Before pushing your CAPTCHA solving pipeline to production, you need to know where it breaks. Load testing reveals your pipeline's maximum throughput, the concurrency level where errors spike, and which resources hit limits first. This guide shows how to run structured load tests against CaptchaAI.
What to Measure
| Metric | Why It Matters | Target |
|---|---|---|
| Throughput (solves/minute) | Capacity planning | Match your expected peak load |
| Error rate | Reliability | < 5% at target concurrency |
| P50/P90 solve time | User experience | Within CAPTCHA type typical range |
| Memory usage | Resource planning | < 500 MB at peak |
| Connection count | Infrastructure limits | Within OS/proxy limits |
Load Test Strategy
Ramp up concurrency in steps to find the inflection point where performance degrades:
Step 1: 5 concurrent (baseline)
Step 2: 10 concurrent
Step 3: 25 concurrent
Step 4: 50 concurrent
Step 5: 100 concurrent
Step 6: 200 concurrent (if steps 1-5 pass)
At each step, run for 5 minutes and record all metrics.
Python Load Test Script
# load_test_captcha.py
import os
import asyncio
import time
import statistics
import aiohttp
import tracemalloc
API_KEY = os.environ.get("CAPTCHAAI_KEY", "YOUR_API_KEY")
BASE_URL = "https://ocr.captchaai.com"
# Test parameters — adjust sitekey and pageurl to your target
TEST_SITEKEY = "6Le-wvkSAAAAAPBMRTvw0Q4Muexq9bi0DJwx_mJ-"

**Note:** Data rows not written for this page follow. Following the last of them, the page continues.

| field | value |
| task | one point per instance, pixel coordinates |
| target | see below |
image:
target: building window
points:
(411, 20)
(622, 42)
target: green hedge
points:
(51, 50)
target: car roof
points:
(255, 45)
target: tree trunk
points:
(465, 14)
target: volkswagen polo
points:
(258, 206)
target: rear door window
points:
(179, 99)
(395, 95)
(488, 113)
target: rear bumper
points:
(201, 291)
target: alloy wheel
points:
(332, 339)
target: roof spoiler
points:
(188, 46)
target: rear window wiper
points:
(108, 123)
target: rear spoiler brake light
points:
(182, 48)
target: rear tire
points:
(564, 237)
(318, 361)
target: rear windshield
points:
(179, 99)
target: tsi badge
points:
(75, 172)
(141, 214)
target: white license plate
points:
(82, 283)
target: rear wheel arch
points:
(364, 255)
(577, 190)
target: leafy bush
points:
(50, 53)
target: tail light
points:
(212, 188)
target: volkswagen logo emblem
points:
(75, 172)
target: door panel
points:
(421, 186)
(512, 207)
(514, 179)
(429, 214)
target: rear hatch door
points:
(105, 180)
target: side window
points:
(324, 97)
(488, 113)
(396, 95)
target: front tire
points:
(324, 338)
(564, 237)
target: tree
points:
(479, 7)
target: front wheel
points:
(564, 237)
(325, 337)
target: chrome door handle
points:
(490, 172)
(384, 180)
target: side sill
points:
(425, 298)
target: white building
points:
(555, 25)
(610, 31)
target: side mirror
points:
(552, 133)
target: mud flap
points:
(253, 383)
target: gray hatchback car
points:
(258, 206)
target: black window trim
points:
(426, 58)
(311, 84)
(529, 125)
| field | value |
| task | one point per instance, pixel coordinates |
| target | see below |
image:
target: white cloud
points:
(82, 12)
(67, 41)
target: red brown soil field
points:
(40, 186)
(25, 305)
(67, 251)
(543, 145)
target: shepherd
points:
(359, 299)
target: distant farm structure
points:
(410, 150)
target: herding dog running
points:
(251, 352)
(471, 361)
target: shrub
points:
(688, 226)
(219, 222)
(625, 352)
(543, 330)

TEST_PAGEURL = "https://www.google.com/recaptcha/api2/demo"
class LoadTestResults:
"""Collect metrics during load test."""
def __init__(self):
self.solve_times = []
self.errors = []
self.successes = 0
self.failures = 0
self.start_time = None
def record_success(self, solve_time):
self.solve_times.append(solve_time)
self.successes += 1
def record_failure(self, error):
self.errors.append(error)
self.failures += 1
def report(self, concurrency):
total = self.successes + self.failures
elapsed = time.time() - self.start_time
throughput = self.successes / (elapsed / 60) if elapsed > 0 else 0
print(f"\n{'='*50}")
print(f"Concurrency: {concurrency}")
print(f"Duration: {elapsed:.0f}s")
print(f"Total tasks: {total}")
print(f"Successes: {self.successes}")
print(f"Failures: {self.failures}")
print(f"Error rate: {self.failures/total*100:.1f}%" if total > 0 else "N/A")
print(f"Throughput: {throughput:.1f} solves/min")
if self.solve_times:
self.solve_times.sort()
print(f"Solve time P50: {statistics.median(self.solve_times):.1f}s")
print(f"Solve time P90: {self.solve_times[int(len(self.solve_times)*0.9)]:.1f}s")
print(f"Solve time min: {min(self.solve_times):.1f}s")
print(f"Solve time max: {max(self.solve_times):.1f}s")
if self.errors:
from collections import Counter
error_dist = Counter(self.errors)
print(f"Error distribution: {dict(error_dist)}")
mem = tracemalloc.get_traced_memory()
print(f"Memory: current={mem[0]/1024/1024:.1f}MB, peak={mem[1]/1024/1024:.1f}MB")
async def solve_one(session, results, semaphore):
"""Single CAPTCHA solve for load testing."""
async with semaphore:
start = time.time()
try:
# Submit
async with session.get(f"{BASE_URL}/in.php", params={
"key": API_KEY, "method": "userrecaptcha",
"googlekey": TEST_SITEKEY,
"pageurl": TEST_PAGEURL, "json": "1",
}) as resp:
result = await resp.json(content_type=None)
if result.get("status") != 1:
results.record_failure(result.get("request", "UNKNOWN"))
return
task_id = result["request"]
await asyncio.sleep(15)
# Poll
for _ in range(25):
async with session.get(f"{BASE_URL}/res.php", params={
"key": API_KEY, "action": "get",
"id": task_id, "json": "1",
}) as resp:
poll_result = await resp.json(content_type=None)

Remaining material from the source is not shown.